Exxon Valdez oil logo supreme court US
Alaskans have called on Exxon to do more to clean up the spill [AFP]

Exxon Mobil has posted huge profits in recent years due to high oil prices, reporting earnings of $40.6 billion in 2007.

Legal battle

Exxon Valdez ran aground in Alaska’s Prince William Sound in March 1989, spilling about 11 million gallons of crude oil.
 
ExxonMobil afterwards spent about $2.1 billion cleaning up the polluted coastline and more than $300 million in compensation for fishermen and locals affected by the catastrophe.

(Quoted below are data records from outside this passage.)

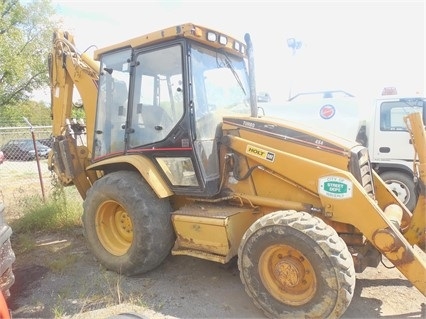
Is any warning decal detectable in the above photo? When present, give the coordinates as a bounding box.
[246,145,275,162]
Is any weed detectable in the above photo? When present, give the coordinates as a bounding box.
[49,254,78,274]
[52,305,65,318]
[12,233,36,254]
[11,185,82,233]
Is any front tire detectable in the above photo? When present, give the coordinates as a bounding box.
[238,211,355,318]
[83,171,174,276]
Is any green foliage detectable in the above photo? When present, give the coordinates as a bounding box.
[0,0,58,108]
[11,188,82,235]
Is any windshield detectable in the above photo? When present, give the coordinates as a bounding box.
[191,45,250,116]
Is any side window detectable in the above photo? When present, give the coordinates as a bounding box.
[130,45,184,147]
[380,101,422,131]
[94,49,131,157]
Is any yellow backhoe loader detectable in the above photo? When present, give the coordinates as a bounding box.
[49,23,426,318]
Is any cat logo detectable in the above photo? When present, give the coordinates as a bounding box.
[246,145,275,162]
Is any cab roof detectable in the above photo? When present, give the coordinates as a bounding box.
[94,23,246,60]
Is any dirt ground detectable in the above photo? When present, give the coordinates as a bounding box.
[8,229,426,319]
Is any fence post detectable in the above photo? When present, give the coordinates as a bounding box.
[23,117,46,203]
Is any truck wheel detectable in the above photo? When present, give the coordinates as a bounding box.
[380,172,417,211]
[83,171,174,276]
[238,211,355,318]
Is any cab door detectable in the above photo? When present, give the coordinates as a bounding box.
[371,99,422,161]
[94,49,131,159]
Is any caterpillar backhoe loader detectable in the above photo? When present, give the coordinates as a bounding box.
[49,24,426,318]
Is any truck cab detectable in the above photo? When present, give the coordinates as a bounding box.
[261,88,426,211]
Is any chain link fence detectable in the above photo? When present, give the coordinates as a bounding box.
[0,126,52,212]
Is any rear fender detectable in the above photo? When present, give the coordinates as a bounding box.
[87,155,173,198]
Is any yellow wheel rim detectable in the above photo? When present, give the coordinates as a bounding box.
[259,245,317,306]
[95,200,133,256]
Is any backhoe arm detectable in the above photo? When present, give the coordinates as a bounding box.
[404,113,426,249]
[49,31,99,198]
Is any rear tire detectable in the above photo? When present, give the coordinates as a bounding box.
[380,171,417,211]
[83,171,174,276]
[238,211,355,318]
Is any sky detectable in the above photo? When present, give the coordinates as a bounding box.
[45,0,426,101]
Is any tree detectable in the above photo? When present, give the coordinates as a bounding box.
[0,101,52,127]
[0,0,57,108]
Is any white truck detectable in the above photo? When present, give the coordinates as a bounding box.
[259,88,426,211]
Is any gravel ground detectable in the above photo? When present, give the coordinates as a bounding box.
[8,229,426,319]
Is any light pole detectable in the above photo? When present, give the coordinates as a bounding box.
[287,38,302,99]
[287,38,302,55]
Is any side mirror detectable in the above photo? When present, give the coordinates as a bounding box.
[257,92,271,103]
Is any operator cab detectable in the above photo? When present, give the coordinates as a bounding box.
[93,27,250,196]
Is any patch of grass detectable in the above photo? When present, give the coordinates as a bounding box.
[11,188,82,234]
[12,233,36,254]
[49,254,78,274]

The company also paid out more than $900 million in fines in a bid to halt criminal proceedings begun against it by the US government and the state of Alaska.
 
However, in 1994, a jury in a civil Alaskan lawsuit ordered the firm to pay $5 billion in damages to fisherman and locals whose livelihoods were destroyed.

The oil giant has fought that verdict ever since and in 2006 won a victory from a US federal court which cut the punitive damages to $2.5 billion.

John Passacantando, executive director of Greenpeace USA, told Al Jazeera that Exxon has been rewarded for stalling on the case.

“The US public should know our companies are not being held to account and that the Supreme Court will defend these corporations and their bad actions and not the citizens of the US,” he said.